The human AMPKγ3 R225W mutation negatively impacts site-1 nucleotide binding and does not enhance basal AMPKγ3-associated activity nor glycogen production in human or mouse skeletal muscle.

Abstract

AMP-activated protein kinase (AMPK) is activated during cellular energy perturbation. AMPK complexes are composed of three subunits and several variants of AMPK are expressed in skeletal muscle. The regulatory AMPKγ3 subunit is predominantly expressed in fast-twitch muscle fibers. A human AMPKγ3 R225W mutation has been described. The mutation increases the total pool of AMPK activity in cells cultured from R225W carrier muscle and is associated with increased glycogen levels in mature skeletal muscle. This led to the idea of AMPKγ3 being involved in the regulation of skeletal muscle glycogen levels. Evidence for this causative link remains to be provided. We studied muscle biopsies from human carriers of the AMPKγ3 R225W mutation and we developed a novel AMPKγ3 R225W knock-in mouse model (KI HOM). Through invitro, insitu, and exvivo techniques, we investigated AMPK activity, AMPK function, and glycogen levels in skeletal muscle of humans and mice. In human carriers, the basal AMPKγ3-associated activity was reduced when assayed in the absence of exogenous AMP. No difference was observed when assayed under AMP saturation, which was supported by findings in muscle of KI HOM mice.
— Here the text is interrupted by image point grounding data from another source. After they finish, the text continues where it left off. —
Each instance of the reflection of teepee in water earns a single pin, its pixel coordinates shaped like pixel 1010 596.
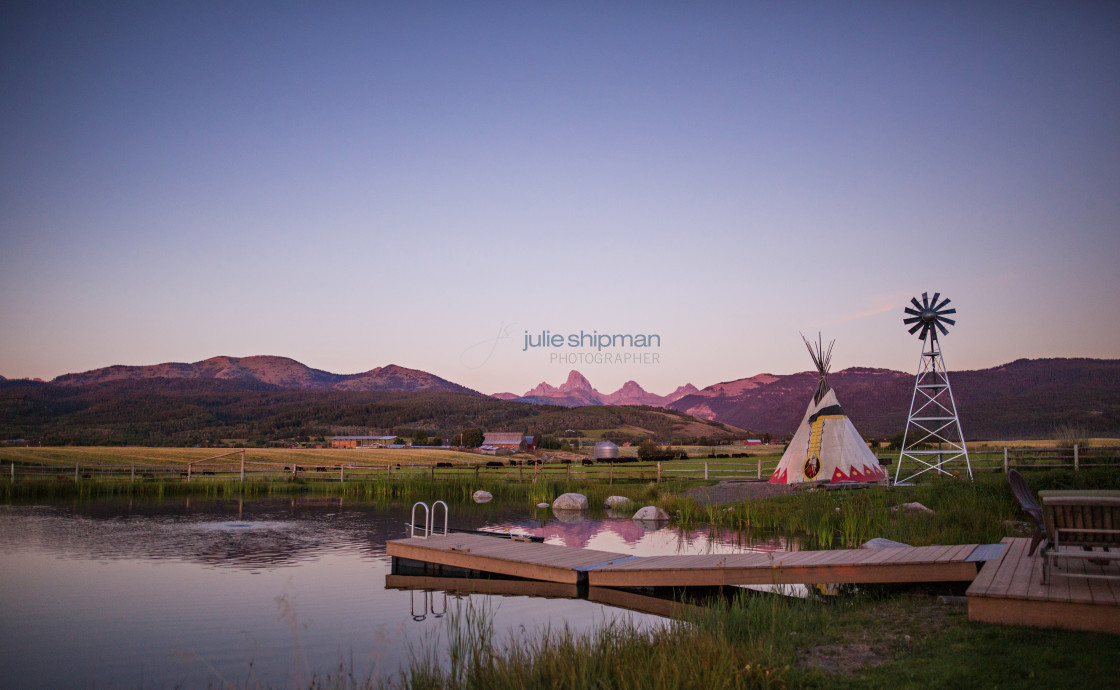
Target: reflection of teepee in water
pixel 827 446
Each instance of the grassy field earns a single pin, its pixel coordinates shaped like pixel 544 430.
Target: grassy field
pixel 103 455
pixel 876 639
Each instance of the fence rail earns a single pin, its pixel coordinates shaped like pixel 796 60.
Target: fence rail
pixel 758 468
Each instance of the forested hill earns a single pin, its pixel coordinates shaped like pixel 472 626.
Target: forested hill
pixel 1022 399
pixel 199 411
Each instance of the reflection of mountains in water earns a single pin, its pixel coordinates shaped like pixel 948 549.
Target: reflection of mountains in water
pixel 220 534
pixel 578 530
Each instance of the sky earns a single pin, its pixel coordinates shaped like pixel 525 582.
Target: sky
pixel 354 185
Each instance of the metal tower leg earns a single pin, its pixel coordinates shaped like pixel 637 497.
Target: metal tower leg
pixel 932 420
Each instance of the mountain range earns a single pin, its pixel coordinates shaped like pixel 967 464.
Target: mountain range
pixel 577 391
pixel 280 372
pixel 1027 398
pixel 1022 399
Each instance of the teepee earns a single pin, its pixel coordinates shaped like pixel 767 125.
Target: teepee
pixel 827 446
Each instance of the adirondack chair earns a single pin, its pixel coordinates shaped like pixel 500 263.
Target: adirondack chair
pixel 1085 527
pixel 1029 506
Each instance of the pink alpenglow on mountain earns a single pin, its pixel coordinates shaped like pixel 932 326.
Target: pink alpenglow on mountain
pixel 578 391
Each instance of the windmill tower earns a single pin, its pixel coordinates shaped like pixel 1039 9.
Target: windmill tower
pixel 933 436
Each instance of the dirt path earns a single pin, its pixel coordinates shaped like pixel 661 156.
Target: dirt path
pixel 734 492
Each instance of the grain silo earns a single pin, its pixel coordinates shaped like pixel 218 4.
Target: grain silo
pixel 605 450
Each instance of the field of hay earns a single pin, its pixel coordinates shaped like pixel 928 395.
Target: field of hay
pixel 93 456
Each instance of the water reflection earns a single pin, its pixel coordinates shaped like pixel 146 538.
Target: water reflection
pixel 189 593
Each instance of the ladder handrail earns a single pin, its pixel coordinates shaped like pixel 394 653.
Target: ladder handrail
pixel 431 527
pixel 427 521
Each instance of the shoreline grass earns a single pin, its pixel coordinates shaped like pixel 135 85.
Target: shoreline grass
pixel 868 640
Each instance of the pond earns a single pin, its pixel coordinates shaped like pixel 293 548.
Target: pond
pixel 106 594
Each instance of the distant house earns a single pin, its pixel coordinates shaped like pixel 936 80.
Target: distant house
pixel 361 441
pixel 509 441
Furthermore, effects of AICAR/muscle contraction on AMPKγ3-associated activity were absent in KI HOM muscle. Muscle glycogen levels were not affected by the mutation in human carriers or in KI HOM mice. The AMPKγ3 R225W mutation does not impact the AMPK-associated activity in human skeletal muscle and the mutation is not linked to glycogen accumulation. The R225W mutation ablates the AMPKγ3-associated activation by AICAR/muscle contractions, presumably due to loss of nucleotide binding in the CBS 1 domain of AMPKγ3.